The Center for Disease Control and Prevention's (CDC) latest report shows more than 80 percent of Wisconsin moms start off by breastfeeding.

Wanda Rott, a lactation specialist at Froedtert, teaches new moms how to breastfeed their babies.

"It's the healthiest option for, I think, the newborn and families," Rott said.

Rott said she's seen an incline in the number of moms wanting to breastfeed, but doesn't think is has anything to do with the growing formula shortage.

A pediatrician with Advocate Aurora Health Care told CBS 58 she's seen moms who are more hesitant to stop breastfeeding.

"I think there's some urgency to try to keep breastfeeding, despite a climate right now that's not very conducive to extending breastfeeding past the newborn period," Dr. Jenny Thomas said.

Thomas said a lot of moms stop breastfeeding and switch to formula when they go back to work, because it's too hard to manage pumping in the workplace.

"A formula shortage or these supply chain issues highlight the importance of supporting new moms in the workplace, so that they can continue to give human milk to their kids," Thomas said.

Thomas told CBS 58 she sees moms who are doing everything they can to not make the switch just yet.

"The moms that are in my practice are very inspiring, and will try to do things to overcome a drop in supply that usually accompanies going back to work," Thomas said.

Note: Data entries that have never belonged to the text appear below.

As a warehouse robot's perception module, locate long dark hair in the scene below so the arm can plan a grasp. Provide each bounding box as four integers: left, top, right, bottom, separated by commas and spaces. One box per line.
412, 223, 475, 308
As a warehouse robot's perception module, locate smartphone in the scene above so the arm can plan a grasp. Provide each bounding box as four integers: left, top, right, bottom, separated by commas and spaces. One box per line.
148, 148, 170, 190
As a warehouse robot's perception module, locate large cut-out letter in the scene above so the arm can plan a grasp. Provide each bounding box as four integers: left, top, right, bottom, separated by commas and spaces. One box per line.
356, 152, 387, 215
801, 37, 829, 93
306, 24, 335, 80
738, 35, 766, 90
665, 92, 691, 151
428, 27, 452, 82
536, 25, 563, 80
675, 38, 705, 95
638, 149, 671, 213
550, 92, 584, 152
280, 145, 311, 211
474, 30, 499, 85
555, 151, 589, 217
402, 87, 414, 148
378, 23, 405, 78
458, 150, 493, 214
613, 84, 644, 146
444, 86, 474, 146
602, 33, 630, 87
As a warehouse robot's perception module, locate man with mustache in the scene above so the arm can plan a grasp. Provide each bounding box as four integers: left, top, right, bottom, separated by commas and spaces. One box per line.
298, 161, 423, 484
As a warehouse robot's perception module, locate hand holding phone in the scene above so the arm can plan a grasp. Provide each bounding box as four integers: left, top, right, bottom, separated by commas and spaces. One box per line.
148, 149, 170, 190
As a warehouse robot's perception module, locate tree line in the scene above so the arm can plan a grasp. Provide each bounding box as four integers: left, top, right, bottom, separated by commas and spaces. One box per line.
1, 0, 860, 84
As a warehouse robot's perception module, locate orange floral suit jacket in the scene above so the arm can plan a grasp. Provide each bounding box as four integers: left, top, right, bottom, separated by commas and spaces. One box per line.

If breastfeeding isn't an option, doctors can prescribe human milk for a baby.

"There are places around that will dispense donor milk for families that want it. It's expensive, but it's available," Thomas said.

When it comes to making a baby's feed plan, doctors want you to consider all of your options.

"Each mom should kind of evaluate their own wants and desires and maybe take the time to do their own kind of research when they're pregnant to figure out maybe what they might be comfortable with," Amanda Richter, a lactation consultant at Froedtert, said.

Doctors said it's also possible for moms who recently stopped breastfeeding to get their milk supply back. They recommend reaching out to your own doctor for help.